Plant Care | Cactus Garden
Cacti are typically desert-dwelling plants that thrive in dry and hot conditions, but these plants also make excellent indoor houseplants. Cacti are quite low-maintenance, making them an ideal plant for new gardeners and a great housewarming gift. The secrets to growing healthy cacti indoors include providing them with plenty of sunlight, not overwatering, and using the right soil.
Choose a sunny location. Once established, most species of cacti need several hours of direct sunlight every day. A south- or east-facing window will be ideal for most cacti. However, if the cactus starts to look yellowed, bleached, or orangey, it is likely getting too much light, and you should move it to a west-facing window.
Kitchen and bathroom windows are great for cacti, because they can pull additional moisture from the air as needed.
Provide plenty of circulation. Cacti don’t necessarily like drafts or stiff breezes, but they will thrive in areas where there's plenty of fresh air. You can improve the circulation in your home by running ceiling fans, opening vents, and opening windows during warmer weather.
Rotate the pot monthly. Like many plants, a cactus will grow toward the light, and this can cause uneven or distorted growth. Encourage balanced growth by providing the cactus with even light, and rotate the pot a quarter turn every month.
Water the cactus weekly during growing season. Overwatering can kill a cactus, but the plant will need weekly waterings during active growing periods. Growth phases are typically between spring and fall. When the soil feels dry to the touch, water the plant until the soil is thoroughly damp.
Don’t water if the soil is still moist, as this will cause rot and kill the plant.
Fertilize the plant weekly during the growing season. Cacti will also benefit from regular feedings during the spring, summer, and fall months. When you go to water the cactus each week, stir in a balanced 10-10-10 fertilizer before watering. Dilute the fertilizer to a quarter of the strength as recommended by the label.
Encourage the cactus to enter dormancy in winter. Fall and winter are typically dormant months for cacti. Dormancy is necessary for most plants to recoup their energy, and the rest period will encourage flower growth later on. You can help the plant enter dormancy by:
- Cutting back watering to once a month
- Stopping the regular feedings
- Moving the cactus to a cooler window (ideally between 45 and 55 °F (7 and 13 °C)
Move the cactus to a darker location if it’s getting bleached. Some cactus varieties do better with indirect sunlight.

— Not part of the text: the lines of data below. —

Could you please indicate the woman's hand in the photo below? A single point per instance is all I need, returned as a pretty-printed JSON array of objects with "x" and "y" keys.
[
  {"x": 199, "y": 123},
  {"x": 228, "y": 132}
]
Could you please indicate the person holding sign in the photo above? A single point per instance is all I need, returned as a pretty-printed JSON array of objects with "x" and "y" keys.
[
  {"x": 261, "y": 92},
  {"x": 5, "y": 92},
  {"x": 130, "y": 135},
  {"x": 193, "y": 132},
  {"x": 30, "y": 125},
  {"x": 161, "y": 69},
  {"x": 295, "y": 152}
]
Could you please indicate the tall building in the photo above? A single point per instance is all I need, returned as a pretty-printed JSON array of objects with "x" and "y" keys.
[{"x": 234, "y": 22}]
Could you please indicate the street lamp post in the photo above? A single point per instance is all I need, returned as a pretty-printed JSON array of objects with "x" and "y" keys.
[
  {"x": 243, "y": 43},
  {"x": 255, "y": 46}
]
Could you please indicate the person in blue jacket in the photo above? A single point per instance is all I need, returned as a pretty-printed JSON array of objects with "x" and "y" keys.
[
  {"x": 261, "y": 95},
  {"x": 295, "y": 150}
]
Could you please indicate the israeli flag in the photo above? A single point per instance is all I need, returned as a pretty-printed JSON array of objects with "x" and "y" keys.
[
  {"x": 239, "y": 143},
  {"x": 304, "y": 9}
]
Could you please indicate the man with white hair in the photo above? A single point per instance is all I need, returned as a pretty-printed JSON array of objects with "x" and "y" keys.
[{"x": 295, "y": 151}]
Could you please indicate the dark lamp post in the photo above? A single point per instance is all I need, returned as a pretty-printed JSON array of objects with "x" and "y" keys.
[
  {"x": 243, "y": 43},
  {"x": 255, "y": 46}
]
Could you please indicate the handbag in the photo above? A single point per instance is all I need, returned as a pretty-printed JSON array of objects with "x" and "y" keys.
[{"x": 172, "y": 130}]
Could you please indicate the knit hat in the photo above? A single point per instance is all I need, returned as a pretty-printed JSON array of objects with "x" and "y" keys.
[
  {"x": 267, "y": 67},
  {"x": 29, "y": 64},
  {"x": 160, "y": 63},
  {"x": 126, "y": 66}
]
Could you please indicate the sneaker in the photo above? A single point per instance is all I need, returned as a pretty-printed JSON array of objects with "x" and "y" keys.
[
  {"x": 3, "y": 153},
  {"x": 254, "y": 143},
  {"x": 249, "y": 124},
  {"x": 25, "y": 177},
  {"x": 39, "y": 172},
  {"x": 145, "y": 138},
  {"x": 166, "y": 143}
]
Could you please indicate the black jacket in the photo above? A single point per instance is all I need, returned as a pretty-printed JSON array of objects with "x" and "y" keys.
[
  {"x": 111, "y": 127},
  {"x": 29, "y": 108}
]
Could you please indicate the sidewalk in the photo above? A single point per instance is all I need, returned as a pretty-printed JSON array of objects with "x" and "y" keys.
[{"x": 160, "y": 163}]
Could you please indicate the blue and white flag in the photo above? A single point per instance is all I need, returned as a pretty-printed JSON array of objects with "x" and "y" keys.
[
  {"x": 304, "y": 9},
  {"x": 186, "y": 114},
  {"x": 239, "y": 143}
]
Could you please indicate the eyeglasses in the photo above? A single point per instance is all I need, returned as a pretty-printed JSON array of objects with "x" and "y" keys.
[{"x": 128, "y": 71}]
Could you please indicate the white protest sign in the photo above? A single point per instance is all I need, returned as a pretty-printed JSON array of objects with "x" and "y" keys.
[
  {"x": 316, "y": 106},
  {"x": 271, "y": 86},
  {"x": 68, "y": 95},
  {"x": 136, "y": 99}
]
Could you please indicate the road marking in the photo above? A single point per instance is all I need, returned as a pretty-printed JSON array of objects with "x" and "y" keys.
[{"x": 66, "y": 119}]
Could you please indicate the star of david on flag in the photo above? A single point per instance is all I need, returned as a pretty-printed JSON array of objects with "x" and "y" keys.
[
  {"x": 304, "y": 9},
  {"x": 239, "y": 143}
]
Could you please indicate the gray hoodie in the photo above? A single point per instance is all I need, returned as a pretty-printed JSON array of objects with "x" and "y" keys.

If your cactus is turning white, yellowing, or spots are turning orange, it likely means the plant is getting too much sun. Move the cactus to a window that gets less direct sun.
Move the plant to a brighter location if it’s reaching or thinning. A cactus that isn't getting enough light may start to grow toward the light, causing distorted or unbalanced growth. Another symptom is a thinning top. Move the cactus to a window that gets more direct sunlight. To prevent scorching, move a cactus to a brighter location gradually, by moving it closer to the light over a period of a few days.
Address common cactus pests. There are a few insects that can be problematic when you're growing cacti, including mealy bugs, scale, and spider mites. To get rid of these pests, rinse or mist the cactus with water to wash away the pests. Insecticides are not often useful at treating these problems.
Mealy bugs can be identified by the fuzzy patches they create on the plants, scale looks like raised brown spots, and spider mites will create whitish webs.
Growth | Repotting
Repot the cactus annually. Pick a well-draining pot that’s one size larger than the current pot. Fill the pot with cactus potting mix. Pick up your cactus, place your hand around the base of the plant, and turn the pot over to remove the cactus. Gently tap the roots to remove old soil, and prune off any dead or dried roots. Place the cactus in the new pot and firm the soil around the base with your hands.
For the first two weeks after transplanting, don’t water the cactus, and keep it in a bright location that’s protected from direct sunlight.